Fear of Santa Claus Part 6 (Silent Night, 2012)

sndn_remake_posterIn this 2012 remake of the original film, Santa has something he was missing in the first film.  A freaking flame thrower.

The film opens right away with Santa killing an adulterous couple.  He then shows up at the front door of a greedy little snot and kills her.  Yeah, we see the killer off a kid in the first ten minutes or so.  Jaime King is a deputy in a small town with about one hundred Santas, so you know it is going to be hard to find the one in the creepy mask killing people.

This film is largely about the kills.  The original has it’s cult following for some of it’s kills (including using deer antlers-repeated in this film).  But here they are far more elaborate, and bloody.  Fargo’s wood chipper has nothing on this film.  And a flame thrower.  Santa has a flame thrower.

Unlike the original, this film opts for a mystery.  We are not given the killer’s identity right from the start.  We do not know his or her motive.  And this is one of the more effective parts of this remake.  A lack of discernible intent often makes for an effectively unnerving movie monster.

The cast here is pretty decent.  Malcolm McDowell turns in a performance that admittedly is more about it being Malcolm McDowell.  King is dependably sympathetic.
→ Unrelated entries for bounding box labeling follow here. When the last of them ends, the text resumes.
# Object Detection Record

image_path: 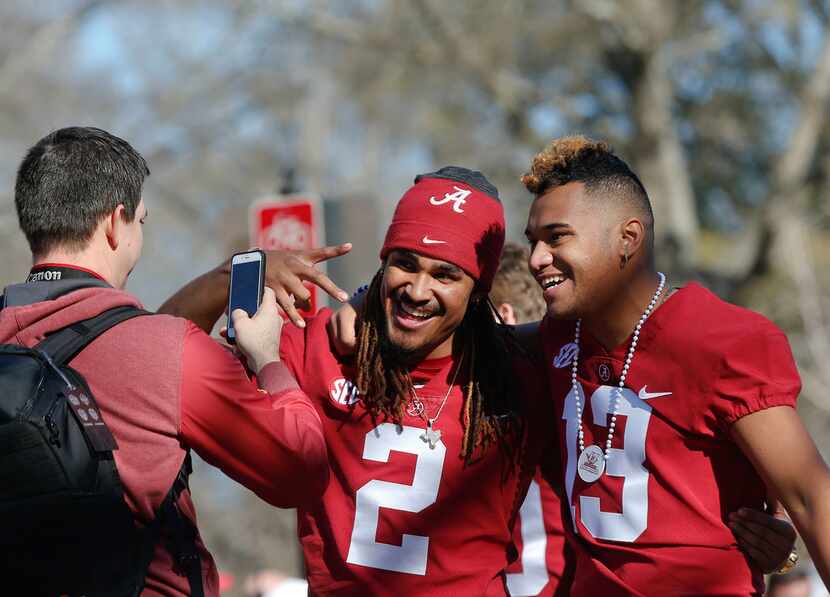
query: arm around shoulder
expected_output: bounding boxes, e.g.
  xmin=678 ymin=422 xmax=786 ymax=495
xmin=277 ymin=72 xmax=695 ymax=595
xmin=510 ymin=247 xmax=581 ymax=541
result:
xmin=731 ymin=406 xmax=830 ymax=586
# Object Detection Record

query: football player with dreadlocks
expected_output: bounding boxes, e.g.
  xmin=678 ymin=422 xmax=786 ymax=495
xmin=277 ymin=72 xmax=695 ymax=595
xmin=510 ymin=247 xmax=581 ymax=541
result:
xmin=162 ymin=167 xmax=552 ymax=596
xmin=281 ymin=167 xmax=546 ymax=595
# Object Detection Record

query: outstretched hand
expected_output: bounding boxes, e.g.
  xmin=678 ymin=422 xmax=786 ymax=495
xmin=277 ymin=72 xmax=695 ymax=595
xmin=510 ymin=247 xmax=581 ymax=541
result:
xmin=729 ymin=508 xmax=797 ymax=574
xmin=265 ymin=243 xmax=352 ymax=327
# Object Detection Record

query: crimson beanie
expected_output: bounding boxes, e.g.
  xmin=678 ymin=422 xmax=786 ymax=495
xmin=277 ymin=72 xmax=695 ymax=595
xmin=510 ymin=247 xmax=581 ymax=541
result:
xmin=380 ymin=166 xmax=504 ymax=292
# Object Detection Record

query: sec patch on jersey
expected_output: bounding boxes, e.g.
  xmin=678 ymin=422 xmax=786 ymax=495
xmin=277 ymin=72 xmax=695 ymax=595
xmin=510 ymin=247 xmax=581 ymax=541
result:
xmin=329 ymin=377 xmax=359 ymax=406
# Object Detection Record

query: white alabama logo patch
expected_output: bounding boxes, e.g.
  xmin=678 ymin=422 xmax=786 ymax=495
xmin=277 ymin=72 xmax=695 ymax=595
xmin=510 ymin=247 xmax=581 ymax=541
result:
xmin=329 ymin=377 xmax=359 ymax=406
xmin=553 ymin=342 xmax=579 ymax=369
xmin=429 ymin=186 xmax=473 ymax=214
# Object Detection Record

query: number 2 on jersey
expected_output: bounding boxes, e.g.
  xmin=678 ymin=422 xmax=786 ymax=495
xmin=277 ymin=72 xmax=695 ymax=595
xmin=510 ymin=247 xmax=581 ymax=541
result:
xmin=562 ymin=385 xmax=651 ymax=543
xmin=346 ymin=423 xmax=447 ymax=575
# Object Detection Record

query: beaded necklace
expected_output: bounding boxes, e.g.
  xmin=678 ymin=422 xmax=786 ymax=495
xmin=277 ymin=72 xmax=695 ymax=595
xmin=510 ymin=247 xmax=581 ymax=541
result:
xmin=571 ymin=272 xmax=666 ymax=483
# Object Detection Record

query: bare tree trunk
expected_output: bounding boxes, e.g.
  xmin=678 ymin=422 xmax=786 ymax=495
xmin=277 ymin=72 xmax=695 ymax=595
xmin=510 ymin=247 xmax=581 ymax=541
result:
xmin=750 ymin=34 xmax=830 ymax=410
xmin=633 ymin=44 xmax=698 ymax=271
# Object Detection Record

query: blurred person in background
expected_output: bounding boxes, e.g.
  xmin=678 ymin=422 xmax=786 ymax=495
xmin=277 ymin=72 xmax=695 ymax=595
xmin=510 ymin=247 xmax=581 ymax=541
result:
xmin=490 ymin=242 xmax=574 ymax=597
xmin=766 ymin=569 xmax=812 ymax=597
xmin=0 ymin=127 xmax=328 ymax=596
xmin=244 ymin=570 xmax=308 ymax=597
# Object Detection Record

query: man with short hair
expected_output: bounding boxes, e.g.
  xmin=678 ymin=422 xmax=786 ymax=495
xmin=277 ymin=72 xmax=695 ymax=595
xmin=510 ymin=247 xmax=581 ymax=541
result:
xmin=523 ymin=137 xmax=830 ymax=595
xmin=0 ymin=127 xmax=328 ymax=596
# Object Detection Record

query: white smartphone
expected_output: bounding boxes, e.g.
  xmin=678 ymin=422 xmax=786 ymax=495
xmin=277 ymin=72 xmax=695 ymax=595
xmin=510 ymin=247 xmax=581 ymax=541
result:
xmin=228 ymin=249 xmax=265 ymax=344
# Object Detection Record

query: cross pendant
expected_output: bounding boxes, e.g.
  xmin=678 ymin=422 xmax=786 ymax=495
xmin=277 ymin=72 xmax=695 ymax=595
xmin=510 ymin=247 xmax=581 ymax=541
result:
xmin=421 ymin=421 xmax=441 ymax=450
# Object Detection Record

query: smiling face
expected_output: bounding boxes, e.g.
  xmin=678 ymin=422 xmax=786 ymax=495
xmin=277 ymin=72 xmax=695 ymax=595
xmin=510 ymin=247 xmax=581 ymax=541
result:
xmin=525 ymin=182 xmax=623 ymax=319
xmin=380 ymin=249 xmax=475 ymax=358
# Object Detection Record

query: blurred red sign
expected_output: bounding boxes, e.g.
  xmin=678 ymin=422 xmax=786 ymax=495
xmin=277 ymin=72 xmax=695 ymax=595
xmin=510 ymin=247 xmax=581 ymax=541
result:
xmin=250 ymin=195 xmax=324 ymax=316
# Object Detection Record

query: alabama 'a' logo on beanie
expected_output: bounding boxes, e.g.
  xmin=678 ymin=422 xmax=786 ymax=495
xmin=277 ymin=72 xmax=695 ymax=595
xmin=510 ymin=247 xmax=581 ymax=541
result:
xmin=380 ymin=166 xmax=504 ymax=291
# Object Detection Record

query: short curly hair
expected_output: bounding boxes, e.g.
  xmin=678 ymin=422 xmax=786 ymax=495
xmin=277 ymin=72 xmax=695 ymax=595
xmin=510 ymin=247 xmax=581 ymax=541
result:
xmin=522 ymin=135 xmax=654 ymax=229
xmin=490 ymin=242 xmax=546 ymax=323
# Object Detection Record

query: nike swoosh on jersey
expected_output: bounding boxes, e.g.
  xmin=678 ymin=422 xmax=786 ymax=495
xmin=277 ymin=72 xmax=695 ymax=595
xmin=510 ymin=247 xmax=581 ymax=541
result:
xmin=637 ymin=386 xmax=671 ymax=400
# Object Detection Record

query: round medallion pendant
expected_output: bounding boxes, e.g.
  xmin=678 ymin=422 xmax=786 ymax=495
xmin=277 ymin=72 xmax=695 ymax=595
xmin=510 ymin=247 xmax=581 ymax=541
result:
xmin=406 ymin=398 xmax=424 ymax=417
xmin=576 ymin=446 xmax=605 ymax=483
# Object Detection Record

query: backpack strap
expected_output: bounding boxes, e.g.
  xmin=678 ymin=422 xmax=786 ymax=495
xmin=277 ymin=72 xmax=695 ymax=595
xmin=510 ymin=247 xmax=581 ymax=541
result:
xmin=144 ymin=450 xmax=205 ymax=597
xmin=35 ymin=305 xmax=151 ymax=365
xmin=35 ymin=305 xmax=205 ymax=597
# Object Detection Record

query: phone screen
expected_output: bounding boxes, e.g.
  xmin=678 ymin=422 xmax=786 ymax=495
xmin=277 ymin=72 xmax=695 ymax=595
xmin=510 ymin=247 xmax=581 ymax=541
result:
xmin=228 ymin=254 xmax=262 ymax=339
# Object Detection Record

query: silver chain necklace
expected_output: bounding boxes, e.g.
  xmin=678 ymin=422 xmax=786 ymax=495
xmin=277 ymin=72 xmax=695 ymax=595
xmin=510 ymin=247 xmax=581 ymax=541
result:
xmin=571 ymin=272 xmax=666 ymax=483
xmin=406 ymin=352 xmax=464 ymax=450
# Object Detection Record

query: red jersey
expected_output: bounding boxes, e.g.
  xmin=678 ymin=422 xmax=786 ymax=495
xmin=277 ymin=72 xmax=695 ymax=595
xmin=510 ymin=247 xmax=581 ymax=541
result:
xmin=541 ymin=284 xmax=800 ymax=596
xmin=280 ymin=310 xmax=536 ymax=597
xmin=507 ymin=471 xmax=573 ymax=597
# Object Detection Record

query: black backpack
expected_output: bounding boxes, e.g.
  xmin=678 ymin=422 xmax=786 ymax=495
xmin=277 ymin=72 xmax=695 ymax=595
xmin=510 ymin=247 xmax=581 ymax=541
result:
xmin=0 ymin=306 xmax=204 ymax=597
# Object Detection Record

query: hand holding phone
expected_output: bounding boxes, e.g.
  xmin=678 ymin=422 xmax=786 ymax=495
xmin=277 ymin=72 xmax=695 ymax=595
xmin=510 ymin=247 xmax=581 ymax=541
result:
xmin=227 ymin=249 xmax=265 ymax=344
xmin=231 ymin=287 xmax=283 ymax=375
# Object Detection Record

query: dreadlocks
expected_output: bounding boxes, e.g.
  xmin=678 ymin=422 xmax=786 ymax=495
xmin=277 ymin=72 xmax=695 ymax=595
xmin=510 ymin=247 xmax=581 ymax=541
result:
xmin=355 ymin=268 xmax=524 ymax=464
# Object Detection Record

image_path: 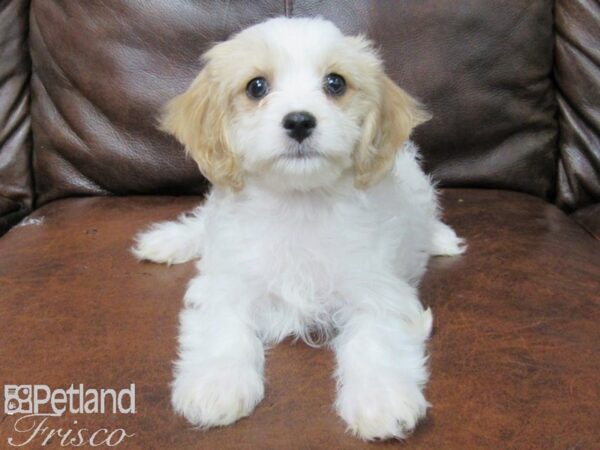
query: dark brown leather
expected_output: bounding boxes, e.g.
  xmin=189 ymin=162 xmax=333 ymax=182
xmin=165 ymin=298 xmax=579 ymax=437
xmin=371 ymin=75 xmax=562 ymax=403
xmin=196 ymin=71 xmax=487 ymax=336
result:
xmin=0 ymin=189 xmax=600 ymax=450
xmin=0 ymin=0 xmax=32 ymax=235
xmin=554 ymin=0 xmax=600 ymax=210
xmin=292 ymin=0 xmax=556 ymax=198
xmin=31 ymin=0 xmax=557 ymax=204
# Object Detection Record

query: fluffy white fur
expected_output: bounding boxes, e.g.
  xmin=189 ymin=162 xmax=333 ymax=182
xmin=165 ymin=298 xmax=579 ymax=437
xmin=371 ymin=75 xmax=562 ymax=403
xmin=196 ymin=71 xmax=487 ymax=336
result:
xmin=133 ymin=18 xmax=464 ymax=440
Donal Logue is pretty entertaining as a lazy Santa who tells kids stuff like their parents might sell their gifts on Ebay and that you cannot trust parents.

One area where the film follows the original is a general undercurrent of sleaze.  McDowell’s police chief even wonders just when the town got so sleazy.  In place of mean nuns, there is a lascivious pastor.  He seems like a creep from the get go when he tells King’s deputy that he will do anything to help her.  There is a local porn industry, drug users, adulterers.  Sometimes this works in the film…other times it feels like a cheap excuse for nudity

In certain respects, this is a far better film than the original or it’s sequels.  But that is what they call damning with faint praise.  The positives are about even with the negatives, and that is not enough to make a film worth the time to watch.

Fear of Santa Claus Pt 5 (Silent Night, Deadly Night 5: the Toymaker, 1991)

sndn_5_posterOh boy.  I genuinely feel bad for Mickey Rooney having this in his resume.  On the other hand, the fact that he blasted the original film…well, it is kind of poetic.  Rooney is kindly elderly toy-maker Joe Petto.  Obviously, subtlety is not a priority for the film makers. Along with his son Pino (again, subtlety is a lost art), he runs a toy store. In case you missed it, there is a scene where a babysitter reads Pinocchio to a kid. His toys do not compete very well with the modern mass produced toys.  But the film is not really about them…

It is about young Derek and his Mother Sarah.  After a toy kills her husband, Derek stops talking, and he does not trust toys.  Sarah is doing her best with Derek, and is unaware she is being stalked by a guy who just got out of the military.  Don’t worry, he is actually Derek’s real father.  Meanwhile, high tech toys are killing people.

The reveal of the person behind the killer toys is really no surprise.  Although, the drive behind it is a bit…unique.  Pino really wants Sarah to be his mom.  This film continues the odd fascination with kids spying on people having sex.  I am starting to suspect the people behind this franchise have a real unhealthy fear of sex.  I mean, they just cannot avoid making a situation creepy.  He wants to kill Derek and take his place, except Pino sees loving Sarah like she was his real mother as…well…incest.

No, Silent Night, Deadly Night does not finally elevate the franchise…it just keeps getting worse.  About the only positive aspect is that the toy effects are good practical effects.  This is not all that surprising, as they were designed and created by master effects-man Screaming Mad George.  But it is not enough to make the film recommendable.  And Ron Howard’s brother Clint makes a brief appearance as Ricky…it is unclear if this is the same Ricky from the previous film.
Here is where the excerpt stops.